New Uncertainty Method Is Taking Hold

Refinements to traditional approach

by Philip Stein

If all measurements were without error, there would be very little for metrologists to do. The study of metrology (measurement science) is almost completely the study of uncertainty, how to avoid it, how to minimize it and how to quantify it.

In order to be complete, the expression of a measured quantity must include three items: a number representing the quantity, a unit of measure and a statement of the uncertainty associated with the number. That is a good beginning, but the nature of the statement of uncertainty--what's in it, how to express it and how to calculate the uncertainty in the first place--is of intense interest to metrologists.

Even more important, it must now be of equal interest to everyone in the quality field and most other engineering and scientific professionals as well. One requirement of the ISO 9000 series of quality system standards is to "identify all inspection, measuring and test equipment that can affect product quality and calibrate and adjust them at prescribed intervals, or prior to use, against certified equipment having a known valid relationship to internationally or nationally recognized standards."

That "known, valid relationship" is called traceability and requires all three of the following conditions to be met:

*There must be a connection to national or international standards.

*The connection must consist of an unbroken chain of comparisons.

*Each comparison must include stated uncertainties.

So calibrations of measuring equipment that affect quality must be traceable, and therefore most quality practitioners need at least a basic understanding of how uncertainty is stated. Even more important, the international metrology community has recently changed the accepted method of stating uncertainty, adding to the confusion.

In 1993, a consortium of European agencies, including the International Organization for Standards (ISO), published the "Guide to the Expression of Uncertainty in Measurement" (known here as the GUM and restated as an American National Standard ANSI/NCSL Z540-21). The guide breaks no fundamental new ground, although it does redefine some of our more traditional thinking in new ways.

How it was and still is for some

In the past, we described measurement errors as being of two types, based on a view that the errors originated from two different mech- anisms. The two types of errors were described as systematic errors, or bias, and random errors, or noise.

Indeed, this still is a useful description because many measurement systems behave in this way. The results obtained have some variability from point to point (as do all measurements). The short-term variation of these results is seen as noise. If you take a long-term average of the results, you get a stable value, or centerline, that may be offset, or biased, from the "correct" value. In most cases we don't really know the correct value, but through calibration and statistical studies we can estimate a true value and compare it to the average of the measurement values.

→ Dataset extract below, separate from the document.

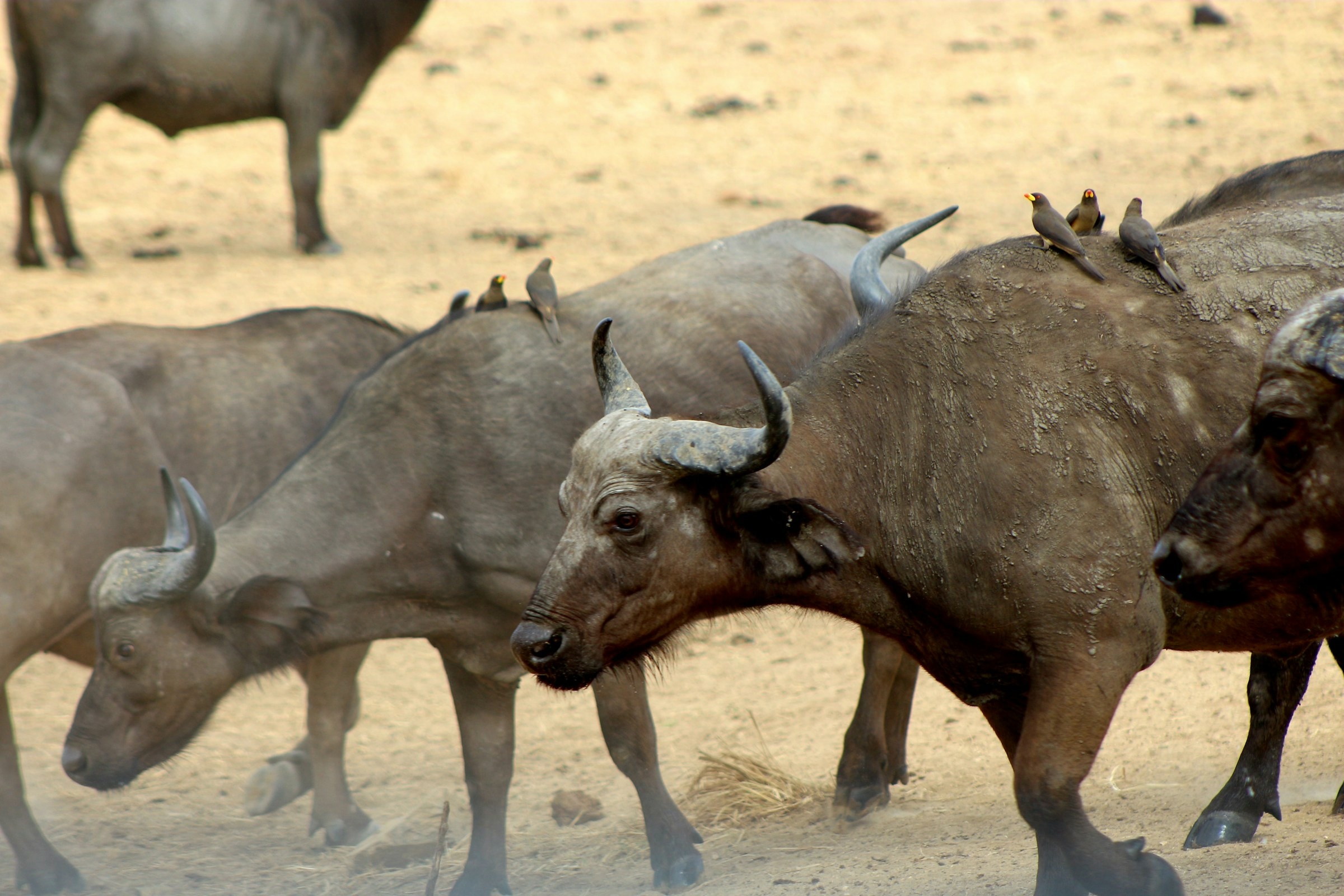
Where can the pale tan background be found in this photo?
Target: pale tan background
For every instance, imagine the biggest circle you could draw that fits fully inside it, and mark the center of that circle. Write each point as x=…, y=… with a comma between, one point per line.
x=972, y=104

The real usefulness of this distinction is that often these errors arise from different mechanisms within the measurement system, and by separating them in the data, we give ourselves strong clues as to how to find the errors and improve the system.

This particular view, though, can also be misleading. That explains, at least in part, why the international metrology community and the new international standards are giving up this distinction.

I first truly understood why bias and noise can be inappropriate terms when studying some work by Raghu Kacker of the National Institute of Science and Technology and Jack Wood of Ford. They were calculating the economic trade-offs of frequent calibration of an air gage used to measure a wrist pin bore in a piston. They observed what appeared to them to be a clear drift, a slow change in bias, superimposed on some noise like variation. They had to stop their experiment after a few hours, but when I looked at their graphs, my intuition told me that the drift was unlikely to go on in the same direction for very long but would be more likely to turn around and drift the other way for a while. In other words, I was postulating that this drift was in fact very, very slow random noise.

In fact, the difference among bias, drift and noise is in our heads, where we make little models to try to explain what's going on. Nature, of course, doesn't care about our models. We determine by experience and training what it means for variation to be fast, called noise, or slow, called drift, or very slow, called bias. If the noise is slow enough, we can recalibrate the instrument and eliminate most of it.

What's different now?

In a word, everything. The GUM separates measurement uncertainty into two classes:

* Type A uncertainties, defined as "those which are evaluated by statistical methods."

* Type B uncertainties, defined as "those which are evaluated by other means."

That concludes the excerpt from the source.